Molecular weight, chain length distribution and long-term retrogradation of cassava starch modified by amylomaltase

Cassava starch was modified with amylomaltase (AMase) at different enzyme/substrate ratios (E/S) and reaction times to explore the structural changes and the retrogradation properties. AMase-treated starch (ATS) showed an increase in weight-average molecular weight (Mw) at a short reaction time, and the action mode of AMase revealed two trends separated by the E/S. At high E/S (≥2 U/g), Mw increased initially and then decreased with time, while during the 48-h treatment with low E/S (≤1 U/g), Mw increased slightly with time. AMase treatment led to the reorganization of chain distributions in amylose and amylopectin.
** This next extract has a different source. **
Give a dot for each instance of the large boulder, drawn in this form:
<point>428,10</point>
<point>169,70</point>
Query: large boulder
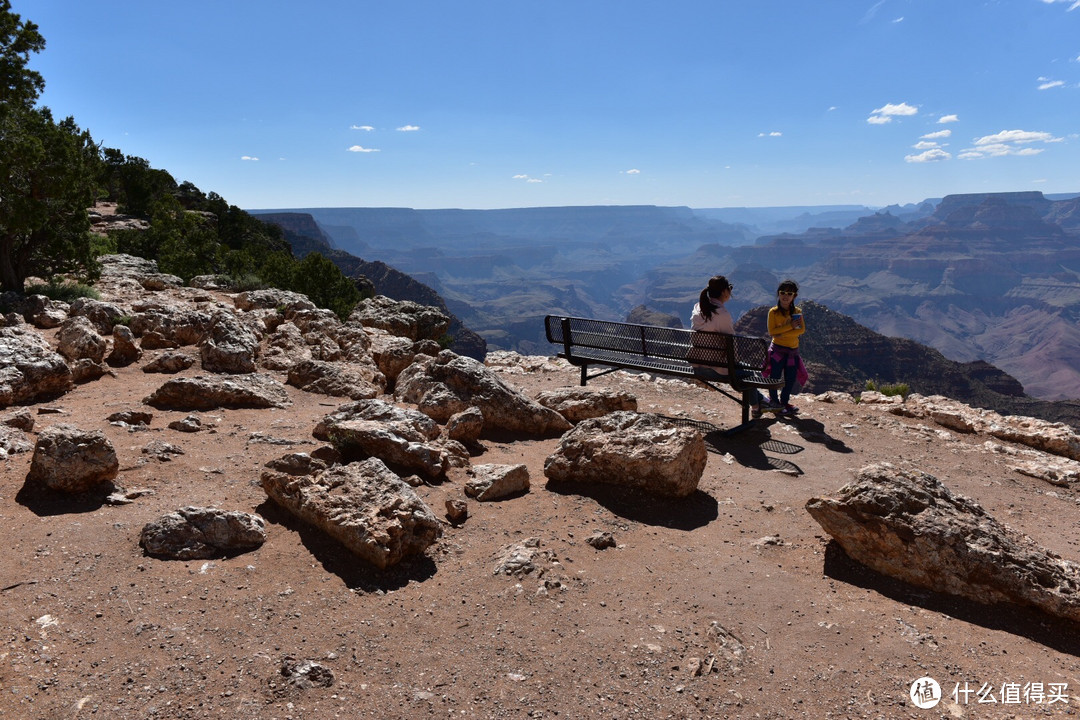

Amylose was hydrolyzed, its content and degree of polymerization (DP) were reduced, and the hydrolyzed segments were transferred to amylopectin, thereby extending the chain length and broadening the distribution. Some DP 9–25 amylopectin chains were elongated to DP > 25, resulting in the mass increase in DP 26–75 at high E/S and in DP 35–55 at low E/S; the short chains (A or B1 chains) of amylopectin were extended to long chains (B2, B3, and B4 chains). AMase treatment resulted in a severe long-term retrogradation at high E/S along with long reaction time. The long-to-short chain ratio in amylopectin (L/S) was positively correlated with long-term retrogradation. (E/S)2t was proposed as a parameter to determine whether the domination of AMase action mode was disproportionation or hydrolysis, with a critical value of 49.2. A new insight into the structural characteristics and long-term retrogradation of ATS was revealed through L/S, E/S, and reaction time.